Discussion:
According to angiographic and autopsy data, various causes of coronary artery embolism have been reported in the literature [10]. Different studies reported various causes as the most common cause of coronary artery embolism. A study conducted by Charles et al. reported bacterial endocarditis as the common cause of coronary embolism, while Prizel et al. reported valvular heart diseases and cardiomyopathy as the common risk factors for causing coronary embolism [11, 12]. However, a recent study conducted by Popovic et al. reported atrial fibrillation as the most common cause of coronary artery embolism, followed by dilated cardiomyopathy and bacterial endocarditis respectively [13]. Similarly, Shibata et al. conducted a study on new-onset MI between 2001 to 2013 and reported that 2.9% of AMIs were due to coronary embolism, with the most prevalent cause reported was atrial fibrillation, followed by cardiomyopathy and valvular heart disease [10]. Very rarely, paradoxical embolism causing acute myocardial infarction has been reported in the literature [14].
Atrial fibrillation patients are at increased risk of left atrium thrombus formation, particularly in the left atrial appendage, through Virchow’s triad of blood stasis, endothelial damage, and hypercoagulable state.
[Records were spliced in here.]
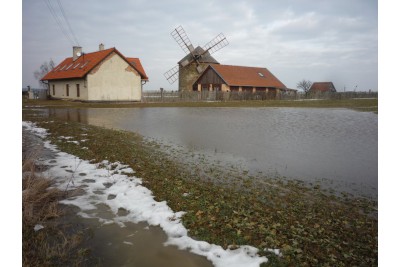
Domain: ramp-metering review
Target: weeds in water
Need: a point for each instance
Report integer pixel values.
(309, 226)
(46, 240)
These patients benefit from anticoagulation and require life-long anticoagulation to prevent thrombus formation and associated complications. In our case, a patient was admitted with a chronic medical history of atrial fibrillation on anticoagulation with questionable compliance and was admitted with sepsis and takotasubo cardiomyopathy, and later complicated by AMI secondary to coronary embolism to the LAD. Multiple factors played their role in developing coronary embolism in our patients, with the most common being atrial fibrillation with questionable compliance with anticoagulation, followed by takotsubo cardiomyopathy. Coronary artery embolism secondary to takotsubo cardiomyopathy has been reported in the literature [15], and the typical apical ballooning form of takotsubo cardiomyopathy seems to be more vulnerable to thrombus formation, which then leads to various thromboembolic complications [16].